Look at what happened in Florida in 2000. Had the recount in process continued, and had all the votes been counted, Gore would have won. (See Robert Parry’s articles “Gore’s Victory” and "So Bush Did Steal the White House" for details.)
We know this because we had voter-marked paper ballots that could be examined. Instead, the Supreme Court effectively “stole” the vote out from under us and put in office a man who came in second, according to the votes cast by the American people.
If all we had were an electronic summary of the votes, the only “recount” option would be to simply print out the election results again to see if they matched the original tally of results. And of course, they would match.
How would that have verified the count? It wouldn’t have. But people haven’t really thought this through, and so we’re stuck with digital voting.
And it’s about to get much worse. There’s a lobbying effort underway to promote Internet voting. Just as HAVA was sold as a way to help the disabled, this Trojan horse comes to us in the guise of helping the troops overseas vote.
For the record, it’s possible Internet voting could be made secure and accurate. But just because something is possible doesn’t make it probable.
Why have people stuffed ballot boxes, registered dead people, and tried numerous ways to swing outcomes throughout the history of elections? Because so much power is at stake.
All Internet voting does is make it that much easier for a very small number of people to do what used to require large teams of operatives.
Rep. Rush Holt, D-New Jersey, has been fighting to protect our vote for several sessions of Congress. He’s put forward a bill that requires that all votes be cast on paper using non-tabulating devices (a pen, a mechanical device) and that a relevant portion of the paper ballots be audited afterwards.
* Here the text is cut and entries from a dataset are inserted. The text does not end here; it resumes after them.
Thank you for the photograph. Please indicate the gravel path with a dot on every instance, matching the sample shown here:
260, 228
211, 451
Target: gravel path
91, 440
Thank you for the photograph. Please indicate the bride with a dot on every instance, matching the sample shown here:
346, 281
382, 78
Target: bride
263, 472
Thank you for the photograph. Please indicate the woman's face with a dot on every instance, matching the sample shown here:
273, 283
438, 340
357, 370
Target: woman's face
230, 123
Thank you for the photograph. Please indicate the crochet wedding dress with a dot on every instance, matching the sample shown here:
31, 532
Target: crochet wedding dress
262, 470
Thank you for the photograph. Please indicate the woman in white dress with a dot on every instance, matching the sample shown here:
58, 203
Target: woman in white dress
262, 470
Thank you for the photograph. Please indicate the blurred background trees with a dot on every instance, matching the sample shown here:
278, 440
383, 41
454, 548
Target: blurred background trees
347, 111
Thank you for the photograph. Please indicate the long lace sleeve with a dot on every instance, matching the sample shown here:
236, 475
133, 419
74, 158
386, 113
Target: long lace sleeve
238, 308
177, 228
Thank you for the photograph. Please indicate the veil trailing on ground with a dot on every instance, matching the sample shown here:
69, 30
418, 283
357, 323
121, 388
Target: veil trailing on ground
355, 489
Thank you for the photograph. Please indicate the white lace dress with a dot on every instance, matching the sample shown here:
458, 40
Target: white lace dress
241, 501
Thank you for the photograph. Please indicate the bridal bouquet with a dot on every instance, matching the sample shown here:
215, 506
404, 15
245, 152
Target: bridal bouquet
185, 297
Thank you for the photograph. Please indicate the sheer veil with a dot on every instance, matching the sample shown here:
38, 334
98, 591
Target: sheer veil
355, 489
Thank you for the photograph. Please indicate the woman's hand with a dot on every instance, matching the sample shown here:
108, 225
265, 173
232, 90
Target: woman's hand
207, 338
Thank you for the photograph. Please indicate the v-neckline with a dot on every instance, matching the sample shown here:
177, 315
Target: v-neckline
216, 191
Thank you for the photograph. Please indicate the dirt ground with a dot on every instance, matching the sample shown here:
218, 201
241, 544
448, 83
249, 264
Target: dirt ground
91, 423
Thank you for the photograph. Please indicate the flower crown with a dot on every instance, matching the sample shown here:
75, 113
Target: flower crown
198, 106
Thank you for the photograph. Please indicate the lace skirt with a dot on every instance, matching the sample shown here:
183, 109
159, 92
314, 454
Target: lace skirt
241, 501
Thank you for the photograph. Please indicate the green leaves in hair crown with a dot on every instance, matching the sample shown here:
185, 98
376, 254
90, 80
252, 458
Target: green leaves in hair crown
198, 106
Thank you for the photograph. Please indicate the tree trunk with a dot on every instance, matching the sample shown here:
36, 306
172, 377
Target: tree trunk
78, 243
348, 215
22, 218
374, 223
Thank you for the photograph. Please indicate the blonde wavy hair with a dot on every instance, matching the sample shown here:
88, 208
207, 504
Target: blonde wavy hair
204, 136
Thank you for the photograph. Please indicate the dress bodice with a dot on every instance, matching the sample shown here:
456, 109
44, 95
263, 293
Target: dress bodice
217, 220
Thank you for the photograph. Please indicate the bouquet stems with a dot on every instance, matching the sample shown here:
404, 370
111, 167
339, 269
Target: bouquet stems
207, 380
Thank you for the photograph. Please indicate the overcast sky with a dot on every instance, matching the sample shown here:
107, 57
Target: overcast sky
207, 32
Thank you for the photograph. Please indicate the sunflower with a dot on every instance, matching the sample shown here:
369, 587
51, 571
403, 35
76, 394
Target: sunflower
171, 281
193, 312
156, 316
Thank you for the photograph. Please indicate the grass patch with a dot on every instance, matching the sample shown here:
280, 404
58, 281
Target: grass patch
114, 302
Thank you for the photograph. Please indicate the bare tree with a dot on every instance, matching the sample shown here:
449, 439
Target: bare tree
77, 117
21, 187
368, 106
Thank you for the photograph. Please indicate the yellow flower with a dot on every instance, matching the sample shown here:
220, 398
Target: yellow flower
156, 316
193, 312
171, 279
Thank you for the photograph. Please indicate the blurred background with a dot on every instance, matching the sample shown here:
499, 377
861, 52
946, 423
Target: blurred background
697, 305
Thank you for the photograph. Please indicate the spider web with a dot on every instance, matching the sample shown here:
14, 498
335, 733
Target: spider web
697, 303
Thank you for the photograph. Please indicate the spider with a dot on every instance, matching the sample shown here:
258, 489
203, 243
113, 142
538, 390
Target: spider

The audit is perhaps the most important part of the bill. There’s no point in having paper ballots if no one ever looks at them again.
If no one had checked the paper ballots in the Minnesota Senate race, Norm Coleman would be seated there now. The original tally put Coleman 477 votes ahead of Al Franken.
At the start of the hand recount, that margin dropped to 215. By the end of the hand recount, his lead was down to 192 votes. When challenged ballots were reviewed, Franken ended up in the lead by 251 votes. After additional reviews, Franken’s lead stands at 312.
Imagine how this would have played out if there was nothing to review except an electronic printout of summary vote information. There’s no way we’d have any idea who really won. There’d be nothing to recount.
Holt’s bill is the only bill that provides for a phasing out of all DRE machines, provides that the paper ballot is the legal ballot of record in a dispute, and provides a guaranteed audit on a sliding scale – the smaller the margin of victory, the larger the number of ballots that need to be audited by hand.
Congress has so much on its plate, all of it worthy. But really, is there anything more important in a democracy than first securing our vote?
Let’s not criticize Iran until we first get our own house in order.
-- Lisa Pease is a historian and writer.